Unexpected consequences: growth factor cross-contamination in mammalian and E. coli expressed growth factors
At Qkine, we have repeatedly highlighted the need for stricter process and quality control in the manufacture of recombinant growth factors to prevent cross-contamination with related growth factors. Contamination with other bioactive proteins leads to a lack of inter- and intra-lab reproducibility or, perhaps most concerningly, incorrect scientific conclusions.

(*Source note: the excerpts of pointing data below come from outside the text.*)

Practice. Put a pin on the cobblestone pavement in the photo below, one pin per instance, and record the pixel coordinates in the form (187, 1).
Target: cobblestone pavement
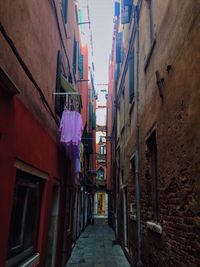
(94, 249)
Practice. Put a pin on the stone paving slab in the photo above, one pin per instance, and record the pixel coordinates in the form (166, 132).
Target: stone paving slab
(94, 249)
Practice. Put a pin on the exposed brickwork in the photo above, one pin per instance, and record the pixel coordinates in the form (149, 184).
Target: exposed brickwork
(174, 115)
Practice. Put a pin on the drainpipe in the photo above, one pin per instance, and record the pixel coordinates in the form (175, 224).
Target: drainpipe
(137, 153)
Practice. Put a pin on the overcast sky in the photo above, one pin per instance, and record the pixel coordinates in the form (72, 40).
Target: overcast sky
(101, 15)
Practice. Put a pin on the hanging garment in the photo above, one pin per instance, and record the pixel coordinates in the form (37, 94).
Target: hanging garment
(71, 127)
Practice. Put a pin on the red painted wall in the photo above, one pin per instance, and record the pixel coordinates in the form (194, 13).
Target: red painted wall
(23, 138)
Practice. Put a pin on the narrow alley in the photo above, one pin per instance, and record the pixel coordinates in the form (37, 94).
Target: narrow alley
(99, 133)
(96, 247)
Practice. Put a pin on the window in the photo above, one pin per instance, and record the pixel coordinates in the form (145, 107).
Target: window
(126, 9)
(25, 218)
(150, 21)
(152, 171)
(150, 34)
(74, 56)
(131, 77)
(80, 63)
(59, 99)
(100, 173)
(68, 207)
(64, 9)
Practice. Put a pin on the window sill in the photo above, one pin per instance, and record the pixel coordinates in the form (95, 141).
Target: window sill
(132, 104)
(31, 261)
(153, 226)
(133, 217)
(122, 130)
(147, 60)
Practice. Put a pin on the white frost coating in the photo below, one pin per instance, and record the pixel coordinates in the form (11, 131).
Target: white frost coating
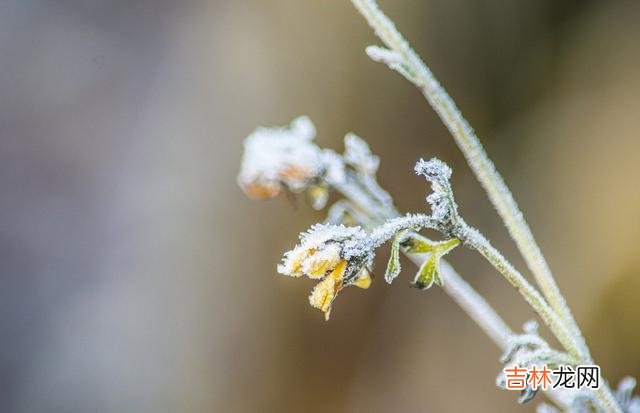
(358, 154)
(384, 55)
(335, 173)
(434, 170)
(273, 156)
(417, 72)
(441, 200)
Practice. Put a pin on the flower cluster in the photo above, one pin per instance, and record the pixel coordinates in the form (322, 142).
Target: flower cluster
(336, 255)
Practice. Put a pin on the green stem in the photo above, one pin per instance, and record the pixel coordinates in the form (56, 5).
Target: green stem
(415, 70)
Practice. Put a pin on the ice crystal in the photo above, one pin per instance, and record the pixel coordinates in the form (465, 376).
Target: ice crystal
(280, 157)
(443, 207)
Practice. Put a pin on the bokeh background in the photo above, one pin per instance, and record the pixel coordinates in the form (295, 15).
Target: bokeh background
(136, 277)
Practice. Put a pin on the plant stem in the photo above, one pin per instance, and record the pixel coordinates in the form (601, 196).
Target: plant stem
(416, 71)
(570, 342)
(475, 240)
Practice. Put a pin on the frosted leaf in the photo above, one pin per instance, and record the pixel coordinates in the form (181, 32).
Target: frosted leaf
(434, 170)
(441, 200)
(277, 157)
(358, 155)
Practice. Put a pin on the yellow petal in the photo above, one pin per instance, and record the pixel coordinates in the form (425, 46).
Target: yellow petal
(363, 279)
(318, 263)
(326, 290)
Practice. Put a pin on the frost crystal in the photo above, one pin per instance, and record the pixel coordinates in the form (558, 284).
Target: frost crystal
(441, 200)
(277, 157)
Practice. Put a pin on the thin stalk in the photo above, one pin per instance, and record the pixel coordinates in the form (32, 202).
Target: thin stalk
(461, 292)
(409, 64)
(477, 241)
(454, 286)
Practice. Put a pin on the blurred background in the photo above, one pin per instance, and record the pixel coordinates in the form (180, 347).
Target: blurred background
(136, 276)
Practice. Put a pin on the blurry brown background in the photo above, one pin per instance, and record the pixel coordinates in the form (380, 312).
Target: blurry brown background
(136, 277)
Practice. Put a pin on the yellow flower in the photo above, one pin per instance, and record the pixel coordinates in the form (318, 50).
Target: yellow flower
(338, 256)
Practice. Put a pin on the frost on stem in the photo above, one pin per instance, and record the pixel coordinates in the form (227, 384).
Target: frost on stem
(438, 173)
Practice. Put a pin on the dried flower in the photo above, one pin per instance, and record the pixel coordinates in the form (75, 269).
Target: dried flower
(336, 255)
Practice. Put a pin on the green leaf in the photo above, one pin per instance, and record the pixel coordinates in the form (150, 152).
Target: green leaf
(429, 273)
(417, 244)
(393, 266)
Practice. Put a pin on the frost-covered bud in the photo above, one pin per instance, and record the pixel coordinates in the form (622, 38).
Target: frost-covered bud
(336, 255)
(438, 173)
(280, 157)
(277, 159)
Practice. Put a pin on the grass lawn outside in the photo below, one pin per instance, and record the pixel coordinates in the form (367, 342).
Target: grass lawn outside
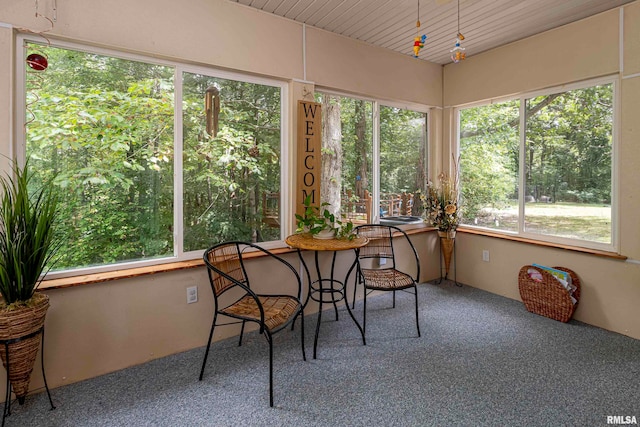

Perhaps the most well-known published example of this is TGF-β1 contamination of GDF-15 due to the use of mammalian protein expression systems, this raises an important consideration for sourcing and qualifying reagents but ultimately has an understandable biological basis. However, extremely concerningly, the recent article from Svraka et al [1] highlights another challenge, cross-contamination due to process errors during manufacture, which may be due to a lack of stringency in standard manufacturing procedures – such as using purification columns for more than one protein – or human error. This example also highlights the need for scientifically rigorous lot-specific quality control that must include mass spectrometry analysis of proteins to detect low-level contaminants.

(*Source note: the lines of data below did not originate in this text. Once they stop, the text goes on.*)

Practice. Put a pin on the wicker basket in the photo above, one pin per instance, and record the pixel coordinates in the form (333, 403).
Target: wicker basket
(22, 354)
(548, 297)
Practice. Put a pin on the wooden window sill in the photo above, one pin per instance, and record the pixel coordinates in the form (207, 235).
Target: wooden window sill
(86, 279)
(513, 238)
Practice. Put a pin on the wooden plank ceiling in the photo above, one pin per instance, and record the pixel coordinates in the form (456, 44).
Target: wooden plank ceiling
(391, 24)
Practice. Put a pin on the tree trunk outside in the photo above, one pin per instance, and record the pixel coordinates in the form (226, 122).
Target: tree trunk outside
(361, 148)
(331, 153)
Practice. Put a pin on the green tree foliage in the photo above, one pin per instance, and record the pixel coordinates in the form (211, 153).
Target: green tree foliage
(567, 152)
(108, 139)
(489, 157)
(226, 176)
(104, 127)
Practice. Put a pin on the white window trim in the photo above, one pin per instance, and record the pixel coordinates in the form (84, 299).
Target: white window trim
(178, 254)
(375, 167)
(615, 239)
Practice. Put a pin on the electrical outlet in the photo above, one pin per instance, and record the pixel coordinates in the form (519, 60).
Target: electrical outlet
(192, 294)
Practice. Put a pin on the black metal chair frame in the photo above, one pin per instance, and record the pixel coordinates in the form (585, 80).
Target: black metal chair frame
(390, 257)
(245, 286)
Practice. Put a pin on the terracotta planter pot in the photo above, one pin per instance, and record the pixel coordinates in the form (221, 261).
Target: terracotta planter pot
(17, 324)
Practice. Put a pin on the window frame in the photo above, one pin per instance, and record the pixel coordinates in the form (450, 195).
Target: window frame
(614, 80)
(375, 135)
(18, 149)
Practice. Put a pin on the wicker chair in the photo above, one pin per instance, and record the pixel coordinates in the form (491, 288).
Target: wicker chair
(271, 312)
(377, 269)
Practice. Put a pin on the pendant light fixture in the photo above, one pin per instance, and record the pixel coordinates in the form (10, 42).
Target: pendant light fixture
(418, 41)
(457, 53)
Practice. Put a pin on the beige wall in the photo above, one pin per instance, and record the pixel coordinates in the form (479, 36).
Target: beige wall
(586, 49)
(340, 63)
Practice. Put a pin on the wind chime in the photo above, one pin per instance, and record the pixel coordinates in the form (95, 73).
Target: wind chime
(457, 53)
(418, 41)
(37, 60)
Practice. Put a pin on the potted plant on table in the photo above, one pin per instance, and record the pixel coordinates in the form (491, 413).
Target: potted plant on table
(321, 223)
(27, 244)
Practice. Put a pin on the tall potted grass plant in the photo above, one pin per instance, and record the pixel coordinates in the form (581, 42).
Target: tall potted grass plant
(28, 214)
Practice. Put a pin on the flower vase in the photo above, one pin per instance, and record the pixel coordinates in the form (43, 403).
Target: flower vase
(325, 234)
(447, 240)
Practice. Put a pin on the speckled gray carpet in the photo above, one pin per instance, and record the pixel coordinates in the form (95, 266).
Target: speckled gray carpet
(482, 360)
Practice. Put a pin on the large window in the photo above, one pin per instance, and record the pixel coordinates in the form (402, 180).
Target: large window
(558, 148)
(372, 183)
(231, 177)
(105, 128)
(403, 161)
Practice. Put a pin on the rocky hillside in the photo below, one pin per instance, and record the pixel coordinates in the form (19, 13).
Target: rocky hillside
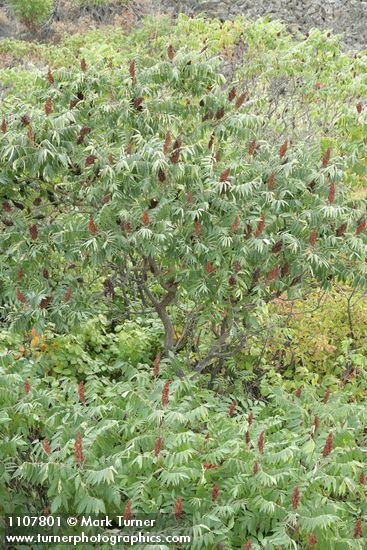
(348, 17)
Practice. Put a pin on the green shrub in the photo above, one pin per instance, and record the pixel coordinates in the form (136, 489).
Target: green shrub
(120, 416)
(31, 13)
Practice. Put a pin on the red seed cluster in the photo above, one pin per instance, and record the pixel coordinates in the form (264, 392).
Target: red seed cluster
(358, 529)
(178, 508)
(315, 424)
(225, 175)
(46, 446)
(341, 230)
(277, 247)
(45, 302)
(6, 206)
(328, 445)
(261, 442)
(132, 69)
(156, 364)
(252, 147)
(67, 295)
(145, 218)
(167, 142)
(234, 226)
(272, 275)
(20, 296)
(361, 226)
(232, 407)
(295, 498)
(30, 135)
(313, 237)
(27, 387)
(137, 103)
(81, 392)
(331, 196)
(161, 175)
(271, 181)
(90, 160)
(240, 100)
(326, 157)
(78, 448)
(209, 267)
(165, 393)
(92, 226)
(158, 446)
(208, 466)
(232, 94)
(326, 396)
(260, 226)
(33, 231)
(50, 76)
(176, 150)
(48, 106)
(170, 52)
(127, 512)
(283, 149)
(312, 541)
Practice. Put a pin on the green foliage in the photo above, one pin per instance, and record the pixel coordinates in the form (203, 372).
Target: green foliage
(123, 416)
(31, 13)
(182, 251)
(174, 221)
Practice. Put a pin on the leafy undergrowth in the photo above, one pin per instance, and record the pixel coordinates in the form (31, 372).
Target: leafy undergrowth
(280, 471)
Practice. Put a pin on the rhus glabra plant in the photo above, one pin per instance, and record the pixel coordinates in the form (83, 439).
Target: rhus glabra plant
(162, 188)
(225, 468)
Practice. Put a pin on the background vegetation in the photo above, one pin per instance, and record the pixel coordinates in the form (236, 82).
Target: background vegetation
(262, 437)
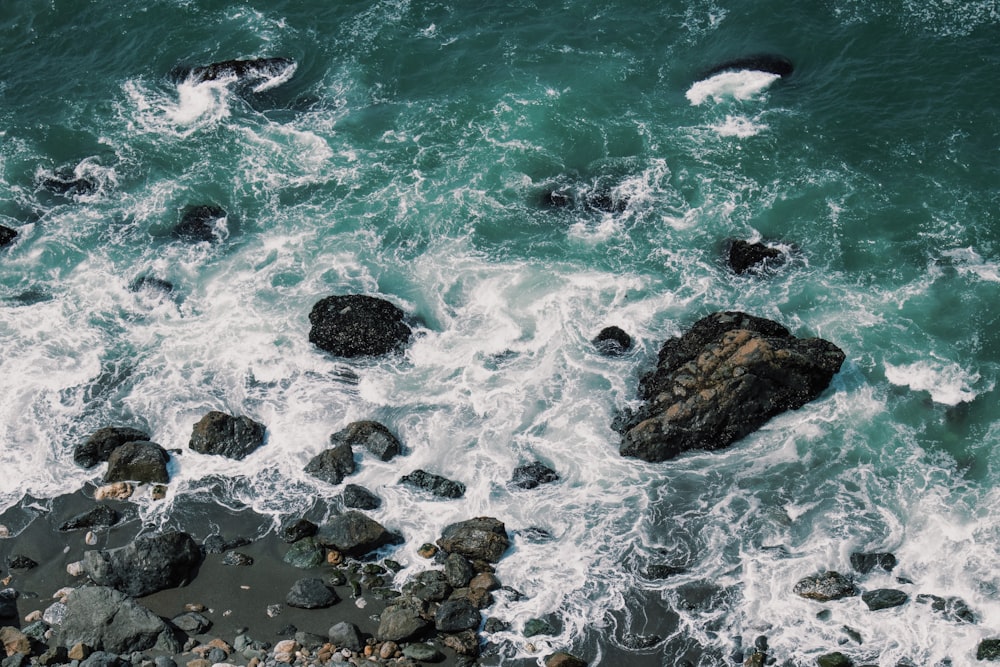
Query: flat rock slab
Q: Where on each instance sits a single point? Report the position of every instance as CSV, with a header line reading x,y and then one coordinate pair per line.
x,y
722,380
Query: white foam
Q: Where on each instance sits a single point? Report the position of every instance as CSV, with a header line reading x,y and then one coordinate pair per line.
x,y
739,85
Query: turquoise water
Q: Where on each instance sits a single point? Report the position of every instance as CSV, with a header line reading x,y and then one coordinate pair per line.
x,y
407,157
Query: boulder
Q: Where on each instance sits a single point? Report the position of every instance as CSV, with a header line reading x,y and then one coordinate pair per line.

Contamination of mammalian-expressed proteins with low levels of TGF-β1
Previous publications have focused on the need for animal origin-free growth factor expression to prevent co-purification of trace amounts of similar growth factors from mammalian sources. In 2017, Olsen et al. [2] reported on TGF-β contamination of commercially available recombinant GDF-15. Unlike other TGF-β family growth factors GDF-15 does not stimulate SMAD2 but signals through SMAD1/5. However, in their experiments, they found that GDF-15 stimulated SMAD2 phosphorylation in THP-1 cells in a time and dose-dependent manner (figure 1A).
Figure 1. Activation of SMAD2 by TGF-β contaminated GDF-15. (A) Mammalian expressed GDF-15 (Peprotech) lead to phosphorylation of SMAD2 which was not observed in E. coli expressed GDF-15 (Abcam). (B) Phosphorylation of SMAD2 by mammalian expressed GDF-15 was prevented using TGF-β neutralizing antibodies. Data from Olsen et al, 2017 [1].
This unexpected cellular response was proven to be due to TGF-β contamination in the mammalian expressed recombinant GDF-15, which potently stimulated SMAD2 phosphorylation down to 10 pg/ml (420 femtomolar) [2]. They eliminated the SMAD2 phosphorylation by recombinant GDF-15 using alternative E. coli expressed uncontaminated GDF-15 and by neutralizing TGF-β in mammalian GDF-15 (figure 1B).
Contamination of microbially-expressed proteins due to failings in process or quality control
A recent publication by Svraka et al. has further highlighted the need not just for animal origin-free recombinant growth factor sources but also the need for improvements in manufacturer QC. They have reported on cross-contamination of IL-17F with IL-4, a cytokine unrelated to their study [1]. IL-17F is a cytokine of interest through its role in inflammatory skin disorders.
Figure 2. Cross contamination of E. coli expressed recombinant IL-17F with IL-4. (A) IL-4 was detected in Peprotech IL-17F but not in R&D systems IL-17F. (B) STAT6 activation occurred only in IL-4 contaminated IL-17F. Data from Svraka et al 2025 [2].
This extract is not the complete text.